When the government taxes the sale of a particular type of good, either the producers of the good receive less profit, or the consumers must pay a higher price for the good, or both. If the consumers must pay a higher price, then they will demand less of that good and more of all other goods.
Q:If the above statements are true, and increased demand for a good leads to a higher price for that good, which of the following statements must also be true?
A: If the price of pencils rises and the government taxes the sale of ballpoint pens, then the producers of pens do not receive less profit.
B: If the government taxes the sale of coconuts and the price of bananas remains constant, then the producers of coconuts receive less profit.
C: If the price of coffee falls and consumers demand more tea, then the government repealed a tax on the sale of tea.
D: If the government taxes the sale of cigarettes and consumers demand more bourbon, then consumers must pay a higher price for cigarettes.
E: If consumers demand more bicycles and the producers of automobiles receive less profit, then the government taxes the sale of automobiles.

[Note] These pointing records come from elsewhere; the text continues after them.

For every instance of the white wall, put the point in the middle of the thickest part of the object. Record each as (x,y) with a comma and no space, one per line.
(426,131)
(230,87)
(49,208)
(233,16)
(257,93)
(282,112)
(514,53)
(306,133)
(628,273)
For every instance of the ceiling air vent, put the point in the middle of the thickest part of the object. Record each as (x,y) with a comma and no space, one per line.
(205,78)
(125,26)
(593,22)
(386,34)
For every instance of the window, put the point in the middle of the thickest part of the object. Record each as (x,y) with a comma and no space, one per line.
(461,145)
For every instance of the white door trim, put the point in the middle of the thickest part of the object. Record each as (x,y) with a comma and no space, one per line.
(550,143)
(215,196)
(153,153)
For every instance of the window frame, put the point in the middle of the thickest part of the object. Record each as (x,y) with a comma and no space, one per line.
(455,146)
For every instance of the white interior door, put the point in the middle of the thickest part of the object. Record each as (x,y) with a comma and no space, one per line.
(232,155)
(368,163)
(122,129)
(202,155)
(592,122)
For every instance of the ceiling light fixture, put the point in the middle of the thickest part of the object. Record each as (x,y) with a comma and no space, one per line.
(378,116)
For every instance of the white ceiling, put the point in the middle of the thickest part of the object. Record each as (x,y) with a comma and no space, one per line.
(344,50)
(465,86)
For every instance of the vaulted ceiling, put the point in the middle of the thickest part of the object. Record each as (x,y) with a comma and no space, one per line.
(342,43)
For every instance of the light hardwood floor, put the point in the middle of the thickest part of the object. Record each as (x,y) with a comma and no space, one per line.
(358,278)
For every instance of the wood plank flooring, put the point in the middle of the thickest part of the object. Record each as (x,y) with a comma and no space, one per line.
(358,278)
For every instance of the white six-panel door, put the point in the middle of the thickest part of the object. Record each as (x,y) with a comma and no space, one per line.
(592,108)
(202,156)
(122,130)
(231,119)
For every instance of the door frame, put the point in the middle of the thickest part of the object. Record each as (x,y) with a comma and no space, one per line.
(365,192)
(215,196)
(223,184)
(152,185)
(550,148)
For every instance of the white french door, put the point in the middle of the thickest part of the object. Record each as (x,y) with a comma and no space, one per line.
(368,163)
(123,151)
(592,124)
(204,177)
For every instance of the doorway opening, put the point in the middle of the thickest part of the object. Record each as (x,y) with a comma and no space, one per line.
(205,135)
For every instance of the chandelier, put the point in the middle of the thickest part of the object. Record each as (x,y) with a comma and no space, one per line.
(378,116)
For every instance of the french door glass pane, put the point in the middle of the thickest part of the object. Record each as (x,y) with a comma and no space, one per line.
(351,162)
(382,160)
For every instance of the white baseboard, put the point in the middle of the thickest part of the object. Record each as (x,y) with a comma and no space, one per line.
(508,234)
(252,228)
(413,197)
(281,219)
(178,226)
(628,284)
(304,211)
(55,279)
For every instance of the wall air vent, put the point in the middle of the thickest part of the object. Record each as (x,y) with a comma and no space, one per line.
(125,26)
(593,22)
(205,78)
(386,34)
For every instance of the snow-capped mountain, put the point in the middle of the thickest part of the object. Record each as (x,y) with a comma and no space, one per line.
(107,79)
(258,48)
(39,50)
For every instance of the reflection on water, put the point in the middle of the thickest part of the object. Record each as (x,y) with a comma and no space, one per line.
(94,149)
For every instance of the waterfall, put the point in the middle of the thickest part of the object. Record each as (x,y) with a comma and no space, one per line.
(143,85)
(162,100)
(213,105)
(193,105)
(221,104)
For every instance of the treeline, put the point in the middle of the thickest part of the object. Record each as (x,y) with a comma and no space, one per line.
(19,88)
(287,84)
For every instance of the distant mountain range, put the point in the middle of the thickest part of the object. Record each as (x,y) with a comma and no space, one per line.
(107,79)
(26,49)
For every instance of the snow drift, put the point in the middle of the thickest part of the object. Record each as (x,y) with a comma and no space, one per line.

It seems to me both B & D are correct.
B: If the government taxes the sale of coconuts and the price of bananas remains constant, then the producers of coconuts receive less profit.
The price of bananas remains constant--> Demand for bananas is constant--Since demand for other products is constant, we can assume that the demand for coconut is also constant, meaning tax has no impact on consumer price, so producer bears the tax, thus reducing profit.
D: If the government taxes the sale of cigarettes and consumers demand more bourbon, then consumers must pay a higher price for cigarettes.
Since consumer demands for bourbon has increased, demand of cigarettes has decreased. Since demand for cigarettes has decreased, we can assume that price has increased due to taxation and consumer has to bear it.
Would anyone help me to eliminate D?